Tag Archives: short-termism

Another critique of market fundamentalism–by the chairman of a major bank

In my research on Public Interest Capitalism, I argue that markets and self interest do not necessarily serve the public interest.  This research draws on theoretical work by the respected economist Douglass North, who argues that institutions (i.e., values, social norms, and regulations) determine whether economic actors engage in wasteful redistributive activities, or productive value-creating activities.  When resources are squandered on redistributive activities, societies decline.  Recently, similar concerns have been echoed by Yukio Hatoyama, Japan’s prime minister to be.  Today, the Telegraph reports on a remarkable speech by Stephen Green, the chairman of HSBC.  The following are quotes from his speech, as reported by the Telegraph.

At their worst, financial markets can be engines of destructive excess. In recent years, banks have chased short-term profits by introducing complex products of no real use to humanity.

capitalism generally, and banking specifically, needs to reaffirm its commitment to contributing to social and economic development

There is no question that the markets – in the form of investors and traders – have often put pressure on boards to pursue short-term strategies and profits.

The results of that pressure are now plain to see in the broken businesses and weakened economies around the world.

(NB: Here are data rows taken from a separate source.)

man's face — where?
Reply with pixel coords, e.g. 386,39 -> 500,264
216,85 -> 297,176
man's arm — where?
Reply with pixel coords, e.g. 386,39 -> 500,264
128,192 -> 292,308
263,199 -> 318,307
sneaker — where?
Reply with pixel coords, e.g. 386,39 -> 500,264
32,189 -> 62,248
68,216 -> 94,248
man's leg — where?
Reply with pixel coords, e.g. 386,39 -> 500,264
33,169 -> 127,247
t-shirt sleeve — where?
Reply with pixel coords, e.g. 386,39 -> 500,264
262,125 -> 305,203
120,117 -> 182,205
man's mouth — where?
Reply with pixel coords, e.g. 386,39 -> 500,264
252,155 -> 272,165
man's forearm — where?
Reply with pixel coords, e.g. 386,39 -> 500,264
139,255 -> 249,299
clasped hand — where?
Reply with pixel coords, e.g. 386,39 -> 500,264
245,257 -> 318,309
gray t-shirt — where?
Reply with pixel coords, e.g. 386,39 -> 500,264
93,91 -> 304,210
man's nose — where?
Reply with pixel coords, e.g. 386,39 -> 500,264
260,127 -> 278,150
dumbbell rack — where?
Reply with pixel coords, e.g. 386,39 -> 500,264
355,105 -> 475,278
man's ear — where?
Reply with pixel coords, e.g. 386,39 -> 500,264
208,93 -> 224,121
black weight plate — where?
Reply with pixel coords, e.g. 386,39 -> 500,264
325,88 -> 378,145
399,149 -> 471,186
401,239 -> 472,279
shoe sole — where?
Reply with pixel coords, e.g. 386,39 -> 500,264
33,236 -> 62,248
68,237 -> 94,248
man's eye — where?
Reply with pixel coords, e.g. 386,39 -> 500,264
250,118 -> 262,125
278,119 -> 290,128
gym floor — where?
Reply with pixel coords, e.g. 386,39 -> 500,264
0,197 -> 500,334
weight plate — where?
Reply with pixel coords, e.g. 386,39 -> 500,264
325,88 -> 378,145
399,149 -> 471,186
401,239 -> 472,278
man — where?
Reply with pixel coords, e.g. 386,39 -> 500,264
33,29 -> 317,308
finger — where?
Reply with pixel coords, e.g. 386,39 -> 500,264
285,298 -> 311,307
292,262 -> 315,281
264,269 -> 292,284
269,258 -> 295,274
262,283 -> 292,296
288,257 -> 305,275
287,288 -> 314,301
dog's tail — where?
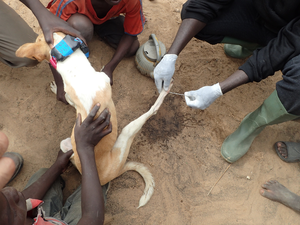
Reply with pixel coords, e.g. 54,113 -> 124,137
122,162 -> 155,208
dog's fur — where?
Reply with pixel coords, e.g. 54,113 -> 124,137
16,32 -> 172,207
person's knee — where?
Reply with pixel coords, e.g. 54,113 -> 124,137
67,13 -> 94,42
126,38 -> 140,57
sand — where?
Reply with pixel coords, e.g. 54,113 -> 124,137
0,0 -> 300,225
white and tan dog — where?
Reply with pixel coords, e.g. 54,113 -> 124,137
16,32 -> 168,207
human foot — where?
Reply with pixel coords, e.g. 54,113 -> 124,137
274,141 -> 300,162
259,180 -> 300,213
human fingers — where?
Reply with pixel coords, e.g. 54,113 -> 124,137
83,103 -> 100,125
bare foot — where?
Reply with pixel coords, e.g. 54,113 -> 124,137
276,141 -> 288,158
259,180 -> 300,213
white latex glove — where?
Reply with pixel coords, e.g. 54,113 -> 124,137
153,54 -> 178,93
184,83 -> 223,110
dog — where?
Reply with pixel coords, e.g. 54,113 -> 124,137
16,32 -> 172,208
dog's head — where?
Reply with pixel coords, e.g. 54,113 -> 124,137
16,32 -> 65,62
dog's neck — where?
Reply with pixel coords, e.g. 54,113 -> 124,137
53,35 -> 111,112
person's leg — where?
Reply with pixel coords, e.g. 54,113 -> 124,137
0,131 -> 23,189
221,55 -> 300,163
25,168 -> 65,217
0,0 -> 38,67
59,183 -> 109,225
259,180 -> 300,213
276,55 -> 300,158
94,16 -> 140,57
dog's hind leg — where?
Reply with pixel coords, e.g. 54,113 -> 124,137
60,138 -> 75,165
112,84 -> 172,208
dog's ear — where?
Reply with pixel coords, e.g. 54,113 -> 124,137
16,36 -> 50,62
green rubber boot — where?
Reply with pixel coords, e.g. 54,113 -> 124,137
221,90 -> 299,163
221,37 -> 260,59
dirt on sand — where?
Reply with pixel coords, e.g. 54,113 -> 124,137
0,0 -> 300,225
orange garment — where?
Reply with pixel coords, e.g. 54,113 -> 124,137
47,0 -> 145,36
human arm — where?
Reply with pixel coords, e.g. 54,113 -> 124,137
22,150 -> 73,199
74,104 -> 112,225
153,0 -> 232,92
20,0 -> 85,45
102,34 -> 137,85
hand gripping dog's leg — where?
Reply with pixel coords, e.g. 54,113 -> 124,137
113,81 -> 172,208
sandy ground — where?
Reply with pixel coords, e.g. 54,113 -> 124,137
0,0 -> 300,225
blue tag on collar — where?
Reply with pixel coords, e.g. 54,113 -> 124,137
51,35 -> 89,61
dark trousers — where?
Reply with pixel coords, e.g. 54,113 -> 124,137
181,0 -> 300,115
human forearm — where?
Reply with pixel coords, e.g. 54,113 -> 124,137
20,0 -> 50,20
78,147 -> 104,225
22,163 -> 62,199
168,18 -> 206,55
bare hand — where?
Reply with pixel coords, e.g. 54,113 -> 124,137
74,103 -> 112,152
55,150 -> 73,173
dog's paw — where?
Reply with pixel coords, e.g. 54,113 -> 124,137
60,138 -> 72,153
50,81 -> 57,94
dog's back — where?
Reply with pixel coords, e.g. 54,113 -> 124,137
16,33 -> 172,207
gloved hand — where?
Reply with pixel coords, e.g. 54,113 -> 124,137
153,54 -> 178,93
184,83 -> 223,110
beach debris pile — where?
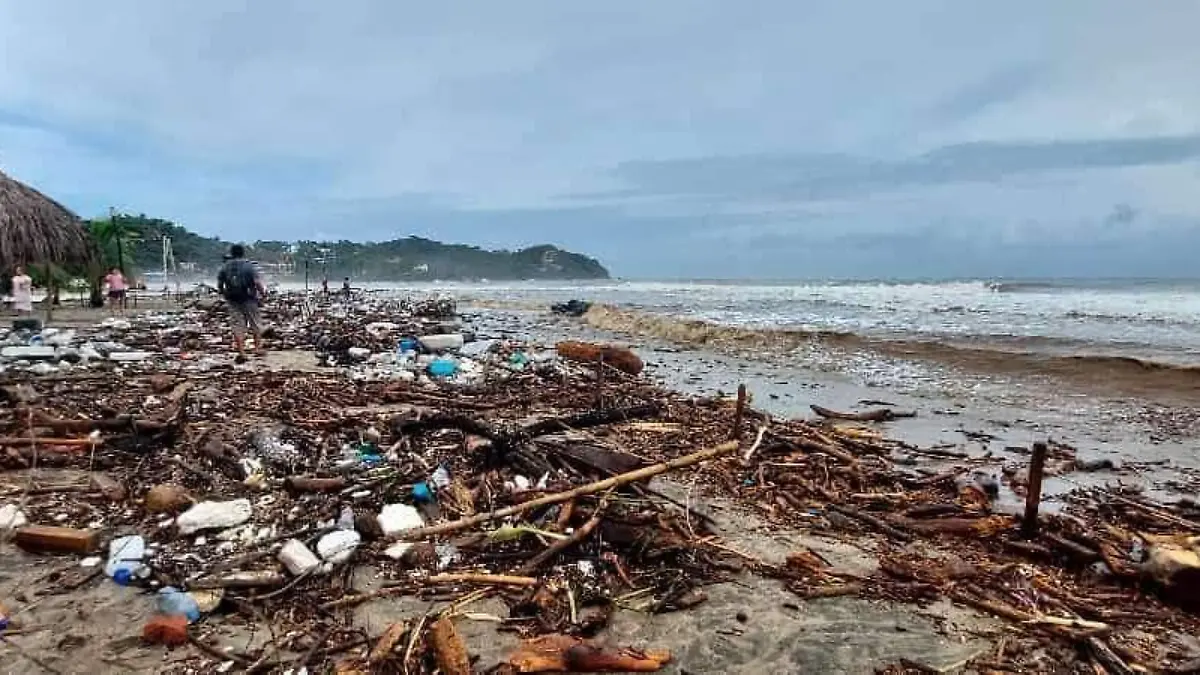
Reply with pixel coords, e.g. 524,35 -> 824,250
0,295 -> 1200,673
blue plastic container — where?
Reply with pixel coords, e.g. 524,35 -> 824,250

This was the basic failure of corporate governance.

Legislation is not and can not be sufficient without a culture of values in our industry

If this crisis leads to a genuine reassessment of the role of business and banking in market economies, it may come to rank as one of the great turning points in history of the modern world.

These points closely parallel the arguments that my colleagues and I make in our research on Public Interest Capitalism, so it’s encouraging to see these views articulated by a senior bank executive.  North would surely applaud Green, too, for recognizing that values are an essential complement to legislation (see also my discussion of Why Greed is Bad).  Finally, I think that Green could be right about the potential historical significance of reassessing the role of business in society: if businesses seek to profit through contributing to the general welfare, instead of seeking to profit at its expense, we may enjoy more equitable, sustainable, satisfying, and rapid economic growth.

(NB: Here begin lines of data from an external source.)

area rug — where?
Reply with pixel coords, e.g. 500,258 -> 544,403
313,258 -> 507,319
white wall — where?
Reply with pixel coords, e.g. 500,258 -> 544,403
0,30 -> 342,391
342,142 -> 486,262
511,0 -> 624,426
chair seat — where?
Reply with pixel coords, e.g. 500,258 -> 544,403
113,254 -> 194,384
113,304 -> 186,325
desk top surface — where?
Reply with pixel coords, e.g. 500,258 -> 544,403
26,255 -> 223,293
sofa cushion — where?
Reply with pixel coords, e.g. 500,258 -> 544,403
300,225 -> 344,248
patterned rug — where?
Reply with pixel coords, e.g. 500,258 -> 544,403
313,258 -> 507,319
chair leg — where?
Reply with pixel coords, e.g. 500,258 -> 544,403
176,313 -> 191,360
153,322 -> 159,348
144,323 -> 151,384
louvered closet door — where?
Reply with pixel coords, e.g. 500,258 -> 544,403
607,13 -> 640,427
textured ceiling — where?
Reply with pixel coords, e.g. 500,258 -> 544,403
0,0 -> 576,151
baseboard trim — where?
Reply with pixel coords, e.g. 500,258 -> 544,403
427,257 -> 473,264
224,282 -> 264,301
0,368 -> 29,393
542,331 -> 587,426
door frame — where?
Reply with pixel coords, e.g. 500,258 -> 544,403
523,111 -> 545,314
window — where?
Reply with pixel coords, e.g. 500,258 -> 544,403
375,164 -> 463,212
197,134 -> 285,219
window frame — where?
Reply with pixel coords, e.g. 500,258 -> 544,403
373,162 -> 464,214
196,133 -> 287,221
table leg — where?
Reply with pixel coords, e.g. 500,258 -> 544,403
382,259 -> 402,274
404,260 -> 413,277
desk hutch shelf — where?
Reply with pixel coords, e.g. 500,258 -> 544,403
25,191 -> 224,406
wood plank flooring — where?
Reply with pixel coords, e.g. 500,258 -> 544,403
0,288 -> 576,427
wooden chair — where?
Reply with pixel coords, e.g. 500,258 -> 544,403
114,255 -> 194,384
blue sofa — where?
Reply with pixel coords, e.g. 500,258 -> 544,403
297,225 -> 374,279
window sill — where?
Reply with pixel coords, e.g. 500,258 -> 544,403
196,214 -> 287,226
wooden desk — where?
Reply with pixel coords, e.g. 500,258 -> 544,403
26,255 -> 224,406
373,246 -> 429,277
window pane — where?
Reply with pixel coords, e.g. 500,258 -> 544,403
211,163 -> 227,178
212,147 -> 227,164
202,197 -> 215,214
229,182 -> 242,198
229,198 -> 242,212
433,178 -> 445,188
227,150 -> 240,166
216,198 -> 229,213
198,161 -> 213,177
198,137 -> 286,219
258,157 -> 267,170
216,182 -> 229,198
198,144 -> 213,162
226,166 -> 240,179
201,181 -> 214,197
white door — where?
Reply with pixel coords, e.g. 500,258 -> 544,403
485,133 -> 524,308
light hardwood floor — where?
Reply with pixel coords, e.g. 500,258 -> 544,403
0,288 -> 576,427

I doubt that Green or any of his close associates will stumble across this blog, but I invite anyone at HSBC to contact me to discuss Public Interest Capitalism.

The case for restricting stock buybacks

William Lazonick makes the case against stock buybacks in the latest issue of BusinessWeek.  In his article “The Buyback Boondoggle“, He argues that companies spend huge sums of money on buybacks that they could have invested in innovation and employment.  From the article:

The amount of money spent on buybacks is staggering. From 1997 through last year, 438 companies in the Standard & Poor’s 500-stock index spent $2.4 trillion on them. In 2007, as profits soared, the average buyback bill for each was about $1.2 billion—a record amount. And faced with a dramatic drop in their combined net income in 2008, these companies trimmed buyback spending, but not proportionately: The buyback-to-profit ratio, which was already unprecedented in 2007, more than tripled in 2008, from 0.90 to 2.80.

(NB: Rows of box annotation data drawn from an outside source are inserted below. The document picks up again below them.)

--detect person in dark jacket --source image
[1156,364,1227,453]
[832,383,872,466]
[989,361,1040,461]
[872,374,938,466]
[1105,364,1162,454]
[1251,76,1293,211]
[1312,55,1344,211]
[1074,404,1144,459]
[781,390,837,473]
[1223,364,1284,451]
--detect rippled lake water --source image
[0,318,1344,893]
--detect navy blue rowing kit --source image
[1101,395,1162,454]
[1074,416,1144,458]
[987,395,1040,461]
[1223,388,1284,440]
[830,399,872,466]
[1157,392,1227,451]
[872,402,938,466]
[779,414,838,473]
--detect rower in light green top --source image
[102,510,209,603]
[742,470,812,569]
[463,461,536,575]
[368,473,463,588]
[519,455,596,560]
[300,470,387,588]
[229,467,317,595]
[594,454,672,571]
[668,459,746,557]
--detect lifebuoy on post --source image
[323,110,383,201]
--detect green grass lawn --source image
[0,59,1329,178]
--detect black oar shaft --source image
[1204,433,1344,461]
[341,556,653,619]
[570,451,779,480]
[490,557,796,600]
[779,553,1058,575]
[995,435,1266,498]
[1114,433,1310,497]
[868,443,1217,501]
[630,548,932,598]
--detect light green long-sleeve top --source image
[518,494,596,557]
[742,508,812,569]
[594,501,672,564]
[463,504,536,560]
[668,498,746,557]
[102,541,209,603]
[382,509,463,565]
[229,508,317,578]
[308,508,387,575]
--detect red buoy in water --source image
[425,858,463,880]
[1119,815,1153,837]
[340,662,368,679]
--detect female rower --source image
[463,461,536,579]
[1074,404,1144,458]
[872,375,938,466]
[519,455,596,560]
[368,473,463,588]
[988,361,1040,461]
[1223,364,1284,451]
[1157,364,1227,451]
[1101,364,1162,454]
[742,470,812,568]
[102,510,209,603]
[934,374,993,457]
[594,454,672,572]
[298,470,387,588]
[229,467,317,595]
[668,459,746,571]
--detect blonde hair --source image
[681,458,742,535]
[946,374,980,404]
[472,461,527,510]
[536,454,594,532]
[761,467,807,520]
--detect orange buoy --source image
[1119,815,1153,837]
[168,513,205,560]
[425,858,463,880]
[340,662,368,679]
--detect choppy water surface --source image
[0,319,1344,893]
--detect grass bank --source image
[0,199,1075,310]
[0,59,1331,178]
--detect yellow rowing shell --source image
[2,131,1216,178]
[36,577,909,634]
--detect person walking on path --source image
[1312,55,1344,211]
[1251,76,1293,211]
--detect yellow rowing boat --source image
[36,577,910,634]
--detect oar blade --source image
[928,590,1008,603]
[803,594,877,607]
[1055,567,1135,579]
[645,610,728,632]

He further observes that buybacks helped weaken major American firms to the point that they required government bailouts when the economy deteriorated:

If bailed-out General Motors (GM) had banked the $20.4 billion distributed to shareholders as buybacks from 1986 through 2002 (with a 2.5% aftertax annual return), it would have had $35 billion in 2009 to stave off bankruptcy and respond to global competition.

And the bailed-out banks? Eight of the biggest spent a total of $182 billion on buybacks from 2000 to 2007. That reduced their ability to cover their bets on derivatives, exacerbating the crisis they created in the first place.

At the heart of the issue is the conflict of interest between shareholders and management, on one hand, and other corporate stakeholders such as employees, customers, suppliers, local communities, and nations, on the other.  Shareholders have limited liability, so they can profit by extracting as much money from companies as possible during good times, even to the point of taking on debt to pay dividends–a common private equity practice.  If the companies subsequently go bankrupt, the shareholders have already pocketed their profits.  The greater the likelihood of bankruptcy, the greater the incentive for shareholders to take money out.

A more subtle problem is that shareholders have difficulty quantifying and verifying the value of long-term investments, so they prefer short-term investments or cash distributions.  Thus managing for shareholder value becomes managing for the short term, leading to underinvestment in innovation, human capital, and organizational capital.

As Lazonick points out, executive compensation in the form of stock shares and options create incentives for senior managers to buy back shares, since buybacks both distribute cash to shareholders and increase demand for shares.

In the article, Lazonick proposes banning share buybacks, but this won’t solve the problem of short-termist incentives embedded in executive compensation linked to stock price.  So how about limiting the value of stock grants and options to 5% of base salary for employees of publicly traded companies?